Anyways. As rarely as I use it I know how. And I know how to plot a course to the other colossi; school teaches us that much. My mother spoke with some of the other adults, the astronomer most especially, and they decided I should make for the Old North Fort. It’s rather close and many of our people have relatives there.

I am on my way there now, trying to write as much as I can and watch the world go by as much as I can. Behind me I stared for an hour at Azalea, hoping to get a good look at our colossus, but it was hard to see among the fog and clouds. I believe I could make out the edge of its shell.

When I see the sloping shoulders of the wolf-colossi I know I’m near the Old North Fort. Until then, I’m going to look at the trees and eat bread.

Kid, good luck finding what you’re looking for! I, Hoben, am not the owner of the fine sunglasses. Though I wish I were! They’d help me be an even better napper! More useful than this bird of mine!

The Old North Fort was fruitless. Besides the sleepy man who wrote this I came across another person at the far edge of the colossus, near the wolf’s tail, gazing off at the mountains while his chicken ran wild. He was kind but unhelpful. A woman in town, in the large olive grove at the Fort’s center, gave me some lace gloves she’d found for luck but that’s about it.
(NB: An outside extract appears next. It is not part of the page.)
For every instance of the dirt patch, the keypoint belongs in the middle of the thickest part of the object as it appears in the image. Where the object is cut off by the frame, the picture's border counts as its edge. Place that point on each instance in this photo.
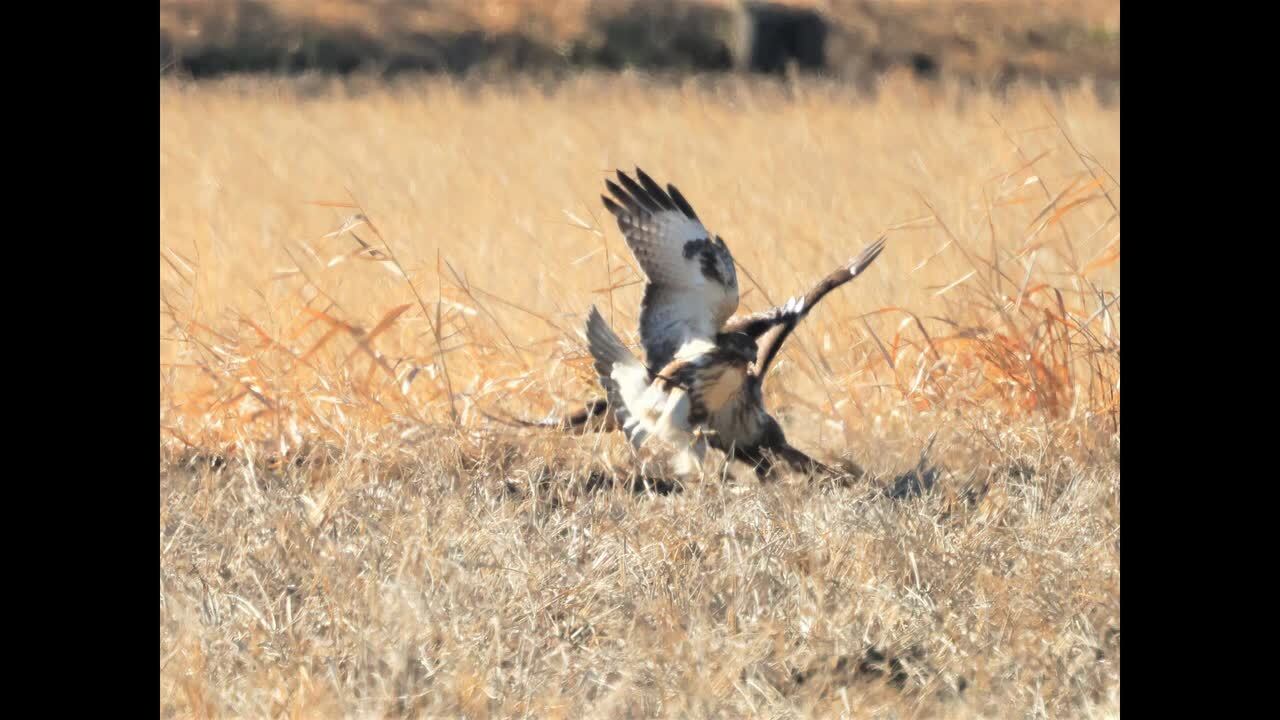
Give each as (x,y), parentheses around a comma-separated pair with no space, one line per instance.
(988,44)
I am back on the skiff and on my way now to Look Far. It is further north, and colder, but their colossus is said to be fiery and warm. I’m rather excited to see it. Hopefully the owner of the sunglasses will be there as well.

Look Far is of a shape I cannot describe. The colossus is bent, like the sickle moon, but also curved and wide, standing far, far above the treetops. In what would be the empty middle of the sickle is instead a big bright glow from a furnace so large I can hardly believe it. It’s barely morning and I am tired but I must go and explore.
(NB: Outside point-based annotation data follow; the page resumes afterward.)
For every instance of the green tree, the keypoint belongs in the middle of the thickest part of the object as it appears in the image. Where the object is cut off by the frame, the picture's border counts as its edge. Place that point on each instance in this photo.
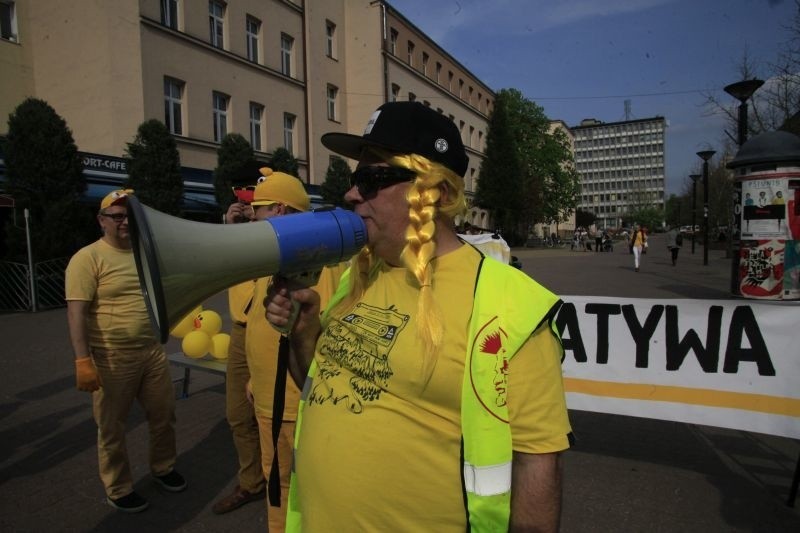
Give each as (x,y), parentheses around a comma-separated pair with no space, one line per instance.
(584,218)
(527,175)
(502,174)
(45,176)
(154,168)
(561,183)
(648,216)
(235,162)
(337,183)
(282,160)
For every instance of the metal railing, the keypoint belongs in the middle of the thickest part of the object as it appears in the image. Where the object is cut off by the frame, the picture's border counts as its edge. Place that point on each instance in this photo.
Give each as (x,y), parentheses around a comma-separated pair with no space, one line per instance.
(17,293)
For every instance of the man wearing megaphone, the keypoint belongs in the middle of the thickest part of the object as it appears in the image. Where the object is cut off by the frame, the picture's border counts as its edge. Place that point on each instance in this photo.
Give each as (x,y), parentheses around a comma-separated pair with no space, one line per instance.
(434,398)
(117,357)
(277,194)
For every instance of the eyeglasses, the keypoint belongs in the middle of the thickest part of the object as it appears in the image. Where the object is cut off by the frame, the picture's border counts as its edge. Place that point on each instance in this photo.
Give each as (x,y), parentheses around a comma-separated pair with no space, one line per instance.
(116,217)
(369,180)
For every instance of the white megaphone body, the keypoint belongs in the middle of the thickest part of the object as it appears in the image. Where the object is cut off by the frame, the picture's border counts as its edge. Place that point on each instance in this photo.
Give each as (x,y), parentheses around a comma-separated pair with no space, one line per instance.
(182,262)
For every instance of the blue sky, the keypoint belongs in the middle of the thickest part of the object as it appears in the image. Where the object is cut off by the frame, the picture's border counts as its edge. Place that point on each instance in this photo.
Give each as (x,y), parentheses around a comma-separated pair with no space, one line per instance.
(583,58)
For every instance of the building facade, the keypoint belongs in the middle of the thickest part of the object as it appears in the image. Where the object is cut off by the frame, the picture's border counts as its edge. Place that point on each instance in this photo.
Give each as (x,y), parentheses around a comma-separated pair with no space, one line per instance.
(621,167)
(279,72)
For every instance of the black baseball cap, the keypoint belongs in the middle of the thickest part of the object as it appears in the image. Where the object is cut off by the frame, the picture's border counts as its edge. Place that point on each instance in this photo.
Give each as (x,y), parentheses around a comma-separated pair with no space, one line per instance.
(406,128)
The lush groves of baobab trees make no sense. How do they exist here? I suppose the warmth of Look Far’s burning heart is something to do with it. There was a group of kids my age being watched by an adult, a woman wearing a lovely ribbon in her hair. They directed me through the trees and down the slope of the colossus’ back to the main town of Look Far.

This town is made of many terraces that stick out flat from the steep back of their colossus. It’s very green. The warmth of the colossus’ burning heart is enough for plants to grow all year. It’s tricky at first, walking around, but I soon got used to it and rather enjoyed it. The sound of a radio pulled me into a small café where they were selling weak tea; I could tell from the smell of it. The radio belonged to an older man. I did not speak to him but heard the old songs coming from the speaker. The words were not encouraging:

Seen stumbling around in darkness – questioning honours and dreams Those treasures will never befall you – they’re out of reach

The owner of the little tea shop was very kind, however, and understood my journey, having done it herself when she was young. She offered me a place to stay for the night and that sounded well enough. I welcome a break from sleeping on the air skiff, though it was difficult to rest so far from home. I have her a my favorite blue feather in thanks.
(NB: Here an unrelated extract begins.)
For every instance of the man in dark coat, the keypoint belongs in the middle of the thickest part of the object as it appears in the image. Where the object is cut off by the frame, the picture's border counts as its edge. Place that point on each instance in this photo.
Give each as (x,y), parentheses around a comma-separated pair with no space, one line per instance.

Attached to my room is a small porch overlooking the rest of the town. I heard clopping coming down the stone steps of a terrace below me and there was another man riding on his horse, stark black and easy to see against the sunset. I thought it odd. How could they have gotten the animal here atop their colossus? We have so few animals back home. He must be proud of his horse for he paraded it through the next terrace, a kind of park central to the town, and earned many onlookers. I shook my head and decided to go to bed early.

If I’m to find the owner of these sunglasses I’ll have to move on to the next colossi in the morning.